How to Tell Whether the Money Was Worth It
Run the return math before you buy, not after. The inputs are simple: monthly visitors, the share who take a meaningful action, the share of those who become customers, and what a customer is worth to you. A site drawing 500 visitors a month converting at 3 percent produces 15 leads. Close a fifth of them at an average value of $2,000 and the site returns roughly $6,000 a month — which pays back a mid-range build in weeks, not years. Run those four numbers against your own business and the pricing question largely answers itself, because you stop asking what a website costs and start asking what a lead is worth.
The failure mode is having no analytics, no form or call tracking, and no idea which channel produced which customer — at which point the site is an unmeasurable expense you eventually resent regardless of price.

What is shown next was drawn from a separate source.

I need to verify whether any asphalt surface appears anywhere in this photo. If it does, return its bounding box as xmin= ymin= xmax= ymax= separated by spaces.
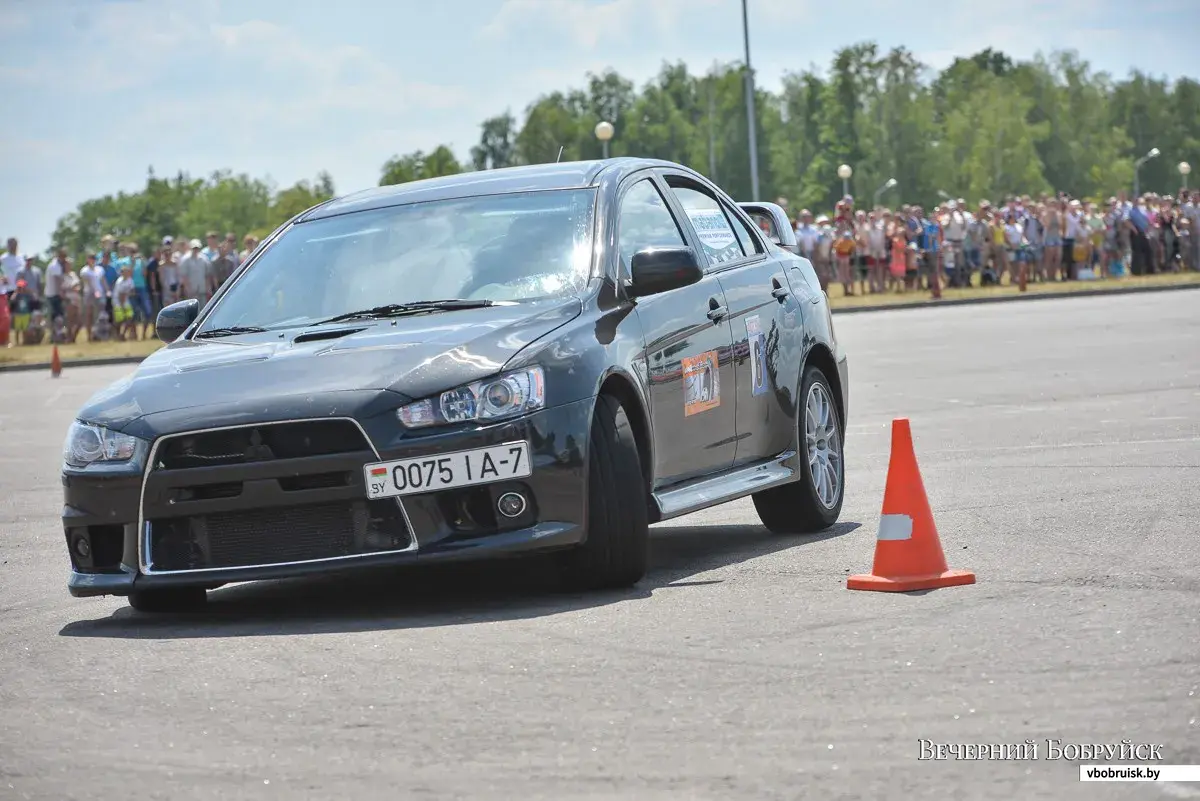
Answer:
xmin=0 ymin=291 xmax=1200 ymax=801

Insist that analytics and lead tracking are live on day one. Then review quarterly against the numbers you set at the start.
What Changes the Math in 2026: AI Search and Build Speed
Two things have shifted the pricing conversation this year. The first is that a growing share of buyers now find businesses through ChatGPT, Perplexity, and Google's AI answers rather than by scrolling a results page. Those systems read structured markup and clearly answered content, which means schema and answer-shaped pages are no longer a technical nicety — they are the difference between being cited and being invisible. That work belongs in the build, and it is the core of what answer engine optimization covers.
The second shift is production speed. Modern AI development tooling compresses the hours a custom build takes without lowering the ceiling on quality, which is why a genuinely custom site is now reachable at budgets that used to buy a template. Everything we ship is Built With Claude Code, which is how our AI website building work delivers custom structure, copy, schema, and lead capture in days rather than the three-month timeline that used to be standard. The practical implication for a buyer: a long timeline is no longer evidence of a serious build, and you should ask why a project needs one.